From Spain, the US government would finally grant my dad entry into America. The new case officer would remind my dad of what he had been promised back in Cuba.
And here lies one of the biggest needs for trauma survivors — the ability to change the meaning of their lives. For my dad, it was no longer possible in Cuba after the initial separation that snowballed into prison, divorce, asylum and exile. Arriving to America gave him a sense of belonging and of achieving something far greater than himself.
It’s precisely what Viktor Frankl described when defining human freedom not as “freedom from but freedom to.”
“America is the only place where you can be you, and I can be me,” my dad affirmed at the cafe. Asked today, he doesn’t shy from telling you everything he sacrificed. But he also proceeds to list the three reasons that made the whole ordeal worth it: “Rembrandt, Romina and Raphael.” (Those are the names of me and my siblings.)

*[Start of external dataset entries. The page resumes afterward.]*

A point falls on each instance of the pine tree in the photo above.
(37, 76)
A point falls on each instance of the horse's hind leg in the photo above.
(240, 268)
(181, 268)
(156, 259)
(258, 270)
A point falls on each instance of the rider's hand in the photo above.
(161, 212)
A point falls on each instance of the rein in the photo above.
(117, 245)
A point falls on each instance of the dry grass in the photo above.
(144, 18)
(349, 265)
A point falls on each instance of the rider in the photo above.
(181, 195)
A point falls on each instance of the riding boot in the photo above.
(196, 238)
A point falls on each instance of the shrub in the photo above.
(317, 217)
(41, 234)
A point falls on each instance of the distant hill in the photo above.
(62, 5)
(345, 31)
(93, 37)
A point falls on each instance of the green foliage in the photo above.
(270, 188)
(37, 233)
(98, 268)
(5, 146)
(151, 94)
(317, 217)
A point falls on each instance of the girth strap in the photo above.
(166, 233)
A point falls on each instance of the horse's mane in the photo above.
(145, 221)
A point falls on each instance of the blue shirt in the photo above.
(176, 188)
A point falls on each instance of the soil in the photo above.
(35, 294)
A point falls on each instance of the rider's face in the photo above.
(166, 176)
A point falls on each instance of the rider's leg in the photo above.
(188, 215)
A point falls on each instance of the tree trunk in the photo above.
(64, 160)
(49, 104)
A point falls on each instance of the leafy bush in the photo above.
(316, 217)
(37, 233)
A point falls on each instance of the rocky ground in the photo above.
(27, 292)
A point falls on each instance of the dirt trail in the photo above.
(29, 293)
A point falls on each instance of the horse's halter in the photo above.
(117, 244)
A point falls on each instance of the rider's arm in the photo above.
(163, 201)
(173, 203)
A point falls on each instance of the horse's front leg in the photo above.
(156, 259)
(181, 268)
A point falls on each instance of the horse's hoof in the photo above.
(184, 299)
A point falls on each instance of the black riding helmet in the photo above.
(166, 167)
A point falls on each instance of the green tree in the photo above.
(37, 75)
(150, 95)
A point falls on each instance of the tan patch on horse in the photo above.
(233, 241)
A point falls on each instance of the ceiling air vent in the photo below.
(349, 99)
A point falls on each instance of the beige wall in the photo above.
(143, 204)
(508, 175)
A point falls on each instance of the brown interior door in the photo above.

When my father learned about kids being separated at the border, his support for the separation policy as a Trump voter wasn’t fueled by a nativist attitude or a desire to close the door to others. (Unlike a majority of the GOP, my dad believes there should be another form of amnesty for the close to 11 million undocumented immigrants.) But it also didn’t make him question whether the democratic ideals he admires about his adopted homeland were being eroded.
By all accounts, my dad isn’t a white man from Middle America, but a Latino Jew who on paper should be the face of liberal values — and yet shockingly waves a Trump flag.
So I pressed him about how he reconciles his beliefs with GOP politics. He simply replied, “you put a kippah on your head when you go to synagogue. Christians remove hats at church. No one is asking you to take your head off.” In other words, just because he supports Trump doesn’t mean he has to agree and follow everything the GOP stands for.
I get it. There are lots of reasons why people adopt seemingly irrational political stances that, on the surface, seem to work against them. There are many immigrants or children of immigrants who are hardliners on immigration. And while my dad is definitely not the only Cuban American who voted for Trump, I do find his personal experience informed his political beliefs.
My dad’s way of processing trauma meant that he had to assume full responsibility, if not blame, for his experience — and so he applies that now to the parents who choose to make the perilous trek north. It’s the government’s prerogative to criminalize immigration or “catch and release” migrants. It rests on the parents to choose if they are willing to pay the ultimate price. According to his worldview, then, President Trump and his administration just can’t be at fault. Plus, he added, “I know those children are being cared for. They will never have to use a Turkish toilet or be fed cornmeal like me.”
But there’s a hidden cost to pay when the grandiosity of over-responsibility is unexamined. Even if this tendency momentarily reduces the anxiety that the event will reoccur, as researchers John H. Harvey and Brian G. Pauwels point out, “a misguided sense of power over uncontrollable events has strong demoralizing and self-defeating consequences. Furthermore, self-blame is linked with more distress, anxiety, depression, harsh self-criticism, low self-worth and poorer recovery from trauma.”
Self-blame is an additional and internal trauma that individuals, who survived the unimaginable, inflict upon themselves. The survivor keeps thinking about the event and what he or she could have said and done differently. It compromises the individual’s ability to form relationships and express things like trust, faith, empathy, forgiveness with others. This is something I witnessed covering conflict zones — whether on assignment as reporter or in my childhood home.
Toward the end of the interview, I remember it’s my professional duty to not attempt to change his mind about his beliefs. But perhaps, for the first time, it isn’t my job as his daughter either.